A couple of minutes after midday the 20,000th visitor to my blog arrived. According to FEEDJIT they live in Ilford, Redbridge, their computer runs Windows Vista and they use Firefox as their browser. They are also a regular reader as they came direct to the blog rather than from another blog. It's not a lot of information but it will perhaps allow the person who was that visitor to recognize themselves.
When I started this blog in June 2008 I wasn't sure whether it would be something that lasted for a long time or would merely be one of those things that was started and then became too much of a chore and fell by the wayside. It seems as though I may be here for the long haul though because even when I was in hospital I was concerned about not being able to write to let regular readers know why I wasn't able to post. And what was heart-warming to me was that several regular readers were concerned enough about me to have sent me emails asking if I was okay.
When we start writing a blog we all wonder whether anyone will bother reading it. Will it be interesting enough to attract comments? Will we be able to find things to write about? How much of ourselves should we reveal? Many of us blog anonymously. It is a way of writing about things that affect us or that interest us or that we feel strongly about. We can say things on our blogs that we might never express in person.
I started this blog with the intention of using it to record how depression affected me and how I dealt with depression. Much of it is still about depression, it can't help but be so because that is what shapes me at the moment. Here I can write about how I am feeling rather than bottling it up inside me. It helps; it helps a lot. But the blog has become much more than that. I have included my trips out to various museums and galleries in London. I have blogged about going to the theatre, about meeting other bloggers, and about my knitting.

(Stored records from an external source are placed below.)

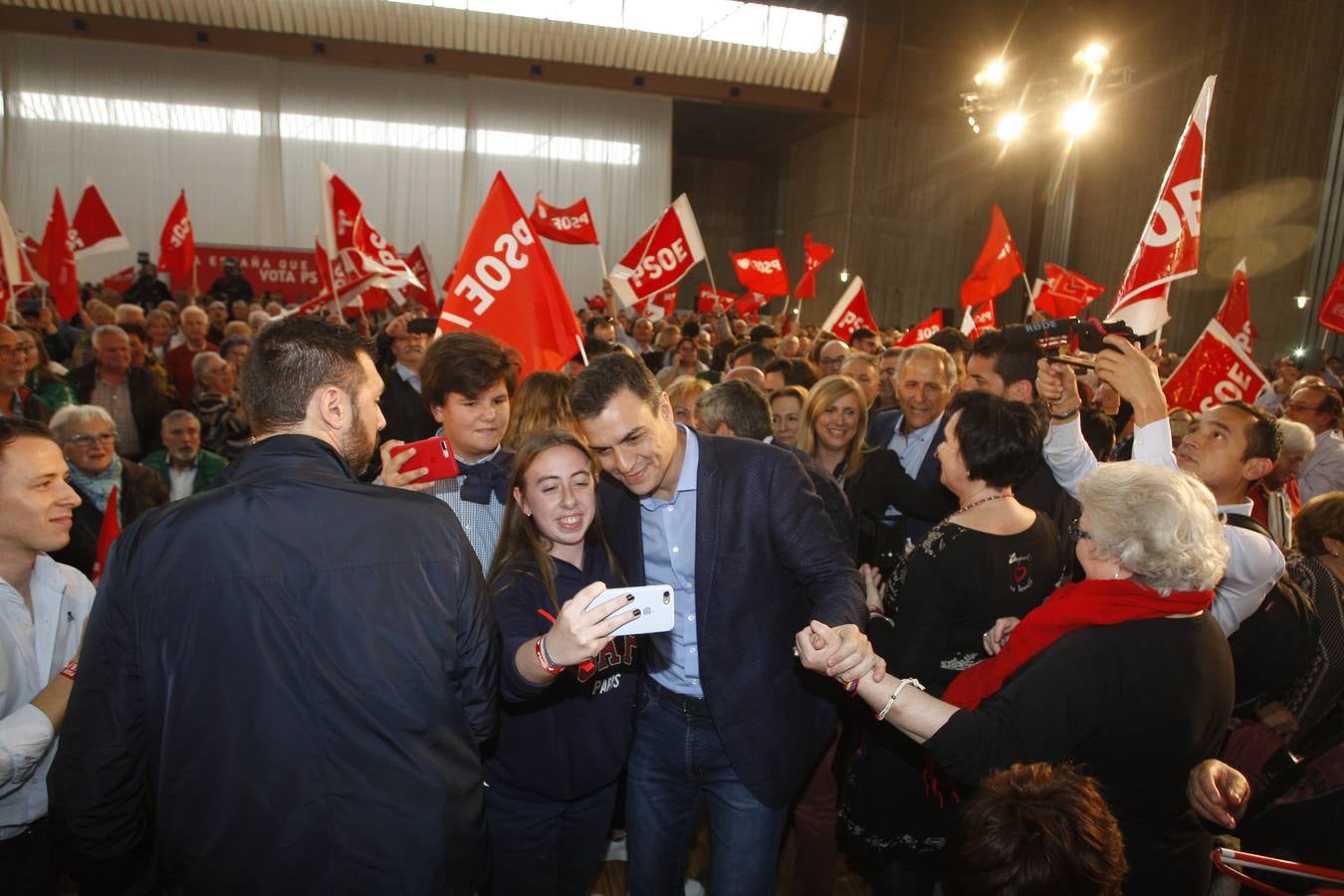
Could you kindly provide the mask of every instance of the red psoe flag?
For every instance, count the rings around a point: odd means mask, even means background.
[[[89,181],[79,197],[75,219],[70,224],[70,242],[74,247],[75,261],[83,261],[98,253],[130,249],[130,240],[126,239],[117,219],[112,216],[108,203],[102,201],[102,193],[93,185],[93,181]]]
[[[1203,414],[1224,402],[1254,402],[1269,379],[1218,321],[1195,340],[1193,348],[1163,386],[1168,407]]]
[[[700,292],[695,297],[695,310],[700,314],[723,314],[738,301],[732,293],[714,289],[708,283],[700,283]]]
[[[558,371],[579,349],[578,320],[560,277],[503,172],[495,175],[449,278],[438,330],[477,330],[516,348],[523,376]]]
[[[817,297],[816,273],[835,254],[836,250],[833,246],[812,242],[812,234],[802,235],[802,277],[798,278],[798,285],[793,287],[794,298]]]
[[[571,246],[595,246],[598,243],[597,227],[593,224],[593,212],[589,211],[587,199],[579,199],[567,208],[556,208],[543,203],[542,193],[536,193],[528,220],[532,223],[534,231],[558,243]]]
[[[1087,305],[1106,292],[1082,274],[1046,262],[1046,283],[1032,300],[1036,310],[1054,318],[1077,317]]]
[[[941,313],[938,320],[942,320]],[[849,287],[844,292],[844,296],[840,297],[840,301],[827,314],[827,320],[821,321],[821,329],[829,330],[848,343],[849,337],[860,326],[867,326],[874,333],[878,332],[878,322],[872,320],[872,312],[868,310],[868,290],[863,287],[863,278],[855,277],[849,281]]]
[[[1232,334],[1232,339],[1242,347],[1247,357],[1255,355],[1251,351],[1251,340],[1259,339],[1259,333],[1255,332],[1255,325],[1251,324],[1250,281],[1246,278],[1245,258],[1232,270],[1232,282],[1227,285],[1227,296],[1223,297],[1223,304],[1218,306],[1218,314],[1214,316],[1214,320]]]
[[[1012,242],[1008,231],[1008,222],[1004,220],[1003,210],[995,203],[989,214],[989,234],[985,244],[980,249],[976,266],[970,269],[970,277],[961,285],[961,305],[984,305],[995,296],[1003,293],[1012,285],[1015,277],[1020,277],[1027,270],[1017,254],[1017,244]]]
[[[961,332],[970,339],[977,339],[986,329],[995,329],[999,326],[997,318],[995,318],[995,300],[989,300],[980,308],[972,310],[966,309],[966,313],[961,317]]]
[[[1328,330],[1344,333],[1344,265],[1340,265],[1335,281],[1325,290],[1325,298],[1321,301],[1321,310],[1316,320]]]
[[[159,270],[168,271],[173,286],[190,286],[196,267],[196,235],[187,211],[187,191],[177,193],[177,201],[168,212],[164,230],[159,235]]]
[[[612,289],[626,306],[676,286],[704,261],[704,240],[691,200],[681,193],[640,234],[630,251],[612,269]]]
[[[66,218],[66,204],[60,201],[60,191],[51,200],[51,214],[47,216],[47,230],[42,234],[42,246],[32,259],[38,274],[47,281],[47,292],[56,300],[56,314],[70,320],[79,312],[79,277],[75,274],[75,253],[70,246],[70,222]]]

Sometimes it has been very difficult to write about things that were happening to me. Mr Smiley has been making regular appearances in my blog almost from the start. He is a very dear friend who has seen me at my worst and my best. He has known me as a shy 18-year old who was shy and very unsure of herself and he has seen me as a confident woman who had found her true vocation in life. He helped me through the early days of my widowhood by listening to me when I needed someone who I could talk to. He has visited me in hospital after major surgery; he has even carried my handbag in public to bring it to me in hospital after I was taken from work by ambulance one Friday morning (and many husbands wouldn't do that). And most of all he encouraged me when I told him about the blog and became a frequent commenter. He told me that he thought that it had made a difference to me and at times when I found it difficult to write he was the one who said that I should just write about whatever I thought of at the time. It was Mr Smiley who, when I mooted the idea of writing about my incarceration in a mental hospital, said that I should do it because he was sure it would help other people. So the series of posts Tackling the Mental Health Minefield was begun and it resulted in me winning an award from Mental Nurse. One of the most difficult posts that I have ever written was the one that I wrote on hearing the news about Mr Smiley having terminal cancer.
One of the things that this blog has taught me is that I love to write. Maybe that was why I was so good at my job. That involved a great deal of writing and my reports were always well received. Mr Smiley has suggested on more than one occasion that I should write a book. More recently my GP has also suggested this as something that I should do. The short course that I have just done with the OU has shown me that I am not a writer of fiction. My tutor thought that a couple of my short stories were very good, but he did not realise that they were actually based on things that had happened to me. So, if I am going to write something it will either have to be factual, something that I can research and then write about, or I am going to have to write about me, but as that sounds a bit pretentious, perhaps it will have to be about depression and me.
After nearly 500 posts the blog has received 20.000 visits. I am amazed and hugely gratified that something that has been a form of therapy for me has been interesting enough for people to visit and return again to see what I have to say. Yes, it is a big day for the blog and it is a day that has meant a lot to me too. Thank you visitors, you make it worthwhile my sitting here day by day trying to think up things that you may find interesting and that may provide you with food for thought.
4 comments:
Hurrah for 20000 visits!
We should celebrate... I'll have to find out when I next have time off, as the slavedrivers are making me go in on Fridays for the next couple of weeks, and then I'll get in touch!
WEll DONE. I found your blog on Mental Nurse and have enjoyed reading it very much. We all experience what happens to us in so many different ways and your blog is always very readable when you speak of your experiences.
You're so lucky. Well done.
Could you please look at mine. I could do with some tips.
Beautiful design too.
I used to love writing but then I realized that I was too thick to be any good.